A seasoned issue is an issue of additional securities from an established company whose securities already trade in the secondary market. A seasoned issue is also known as a seasoned equity offering or follow-on public offering (FPO). New shares issued by blue-chip companies are considered seasoned issues. Outstanding bonds trading in the secondary markets are also called seasoned issues.

Key Takeaways

  • A seasoned issue is when a publicly traded company issues new shares of stock to raise money.
  • The company generally uses the money from the seasoned issue to pay down debt or to fund new projects.
  • A seasoned issue can dilute the holdings of existing shareholders because it increases the total amount of shares on the secondary market, thus diluting or reducing the value of each share.
  • Non-dilutive seasoned issues are when existing shareholders who hold large amounts of stock sell all or a portion of their stakes in a company.
  • Existing shareholders may view a seasoned issue in a negative light and the news can cause the price of both the outstanding shares and the new shares to fall.

How a Seasoned Issue Works

Seasoned issues are handled by equity underwriters working on behalf of the company issuing the new shares. The company will base the price of the new shares on the market price of the outstanding shares. Typically, equity underwriters are investment banks that specialize in working with publicly traded companies to ensure the seasoned issue meets all regulatory requirements. In an effort to facilitate the sale of the new shares, the underwriters will also notify large institutional investors of the upcoming stock sale. 

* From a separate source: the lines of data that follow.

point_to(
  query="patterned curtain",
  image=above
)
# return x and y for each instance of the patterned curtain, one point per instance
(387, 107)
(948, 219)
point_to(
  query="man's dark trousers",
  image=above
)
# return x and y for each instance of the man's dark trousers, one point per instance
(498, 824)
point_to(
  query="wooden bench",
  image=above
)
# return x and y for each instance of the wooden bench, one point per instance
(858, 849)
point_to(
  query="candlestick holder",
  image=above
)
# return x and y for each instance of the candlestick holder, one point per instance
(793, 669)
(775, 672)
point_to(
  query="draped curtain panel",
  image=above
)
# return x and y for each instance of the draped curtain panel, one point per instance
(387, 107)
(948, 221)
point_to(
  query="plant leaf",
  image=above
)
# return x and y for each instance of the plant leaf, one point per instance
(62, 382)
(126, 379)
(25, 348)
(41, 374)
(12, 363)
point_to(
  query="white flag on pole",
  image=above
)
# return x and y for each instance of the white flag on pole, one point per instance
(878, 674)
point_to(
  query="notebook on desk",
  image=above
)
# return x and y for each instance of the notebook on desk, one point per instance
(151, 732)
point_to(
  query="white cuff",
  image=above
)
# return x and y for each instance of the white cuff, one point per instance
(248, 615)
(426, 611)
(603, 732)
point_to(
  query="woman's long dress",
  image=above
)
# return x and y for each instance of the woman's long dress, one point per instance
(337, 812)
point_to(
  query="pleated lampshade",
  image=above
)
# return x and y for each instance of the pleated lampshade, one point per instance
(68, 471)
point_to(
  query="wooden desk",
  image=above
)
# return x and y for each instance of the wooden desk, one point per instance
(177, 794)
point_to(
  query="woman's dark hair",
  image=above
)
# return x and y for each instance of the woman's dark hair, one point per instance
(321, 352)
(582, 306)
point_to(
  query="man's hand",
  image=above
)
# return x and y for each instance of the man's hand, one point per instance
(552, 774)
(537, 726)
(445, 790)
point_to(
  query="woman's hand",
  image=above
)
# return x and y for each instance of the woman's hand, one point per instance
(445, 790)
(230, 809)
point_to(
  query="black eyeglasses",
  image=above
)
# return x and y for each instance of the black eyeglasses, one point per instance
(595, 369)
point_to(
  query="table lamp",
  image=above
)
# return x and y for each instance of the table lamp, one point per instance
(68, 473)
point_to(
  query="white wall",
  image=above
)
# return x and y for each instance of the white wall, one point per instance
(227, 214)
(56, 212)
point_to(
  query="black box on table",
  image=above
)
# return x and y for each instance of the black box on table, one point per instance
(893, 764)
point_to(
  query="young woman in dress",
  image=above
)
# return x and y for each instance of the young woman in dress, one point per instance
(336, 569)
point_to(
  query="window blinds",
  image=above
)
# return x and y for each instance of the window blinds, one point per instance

A seasoned issue should not be confused with an initial public offering (IPO). An IPO occurs when a private company transitions to a publicly traded company where investors can buy and sell shares on a stock exchange. The IPO represents the first time public investors can purchase shares of the company. A seasoned issue, on the other hand, occurs when the management of an existing publicly traded company decides to sell additional shares of stock to raise money.

Types of Seasoned Issues

Dilutive Seasoned Issues

A seasoned issue that consists of new shares can considerably dilute the holdings of existing shareholders because it increases the total amount of shares on the secondary market. Current shareholders will experience a reduction in their percentage of equity ownership in the company. As the company issues more shares, each existing shareholder owns a smaller part of the company, thus diluting or reducing the value of each share.

The dangers of share dilution can negatively impact the value of a shareholder's investment and lead to a decline in the company's share price as investors respond by selling-off the company. Subscription rights are one way a company can protect shareholders from some of the effects of dilution. Subscription rights give existing shareholders the right to purchase shares of the seasoned issue, often at a discounted price, before the company opens up the new shares to the broader market.

Non-Dilutive Seasoned Issues

Seasoned issues from existing shareholders, however, do not dilute existing shareholders as this scenario does not create additional shares. In many cases, seasoned issues from existing shareholders involve founders or other managers (such as venture capitalists) selling all or a portion of their stakes in a company.

This is common in situations where a company's original IPO included a "lock-up" period during which the founding shareholders were disallowed from selling their shares. Seasoned issues, thus, are a preferred method for founding shareholders to monetize their positions.

Criticism of Seasoned Issues

Companies will frequently issue new shares as a way to raise money to fund new projects or to pay down debt. Investors may construe a seasoned issue as a sign the company is having financial problems. They may see it as a signal the company is running short on cash. This news can cause the price of both the outstanding shares and the new shares to fall. Investor sentiment may turn negative against the company as existing shareholders begin to experience the financial impact of share dilution.

Also, selling large volumes of shares—especially one that's thinly traded—can create downward pressure on a stock's price. For these reasons, it's important for an investor to consider multiple angles of a company's financial health when considering buying into a seasoned issue.

Examples of a Seasoned Issue

Consider Company ABC, a public company that wants to sell additional shares in a seasoned issue in order to raise money for a new factory. To accomplish this outcome, Company ABC hires an investment bank to do the underwriting, register it with the Securities and Exchange Commission (SEC), and handle the sale. The company receives the funds from the sale of the securities and is then able to use those funds to build their factory. In this example, the seasoned issue was dilutive to existing shareholders.

Private investors can also initiate a seasoned issue. Consider a wealthy investor with a very large block of Company XYZ shares, maybe 500,000 shares. In this type of seasoned issue, the private investor will receive the proceeds from the sale of the shares instead of the public company. This type of seasoned issue does not dilute outstanding shares.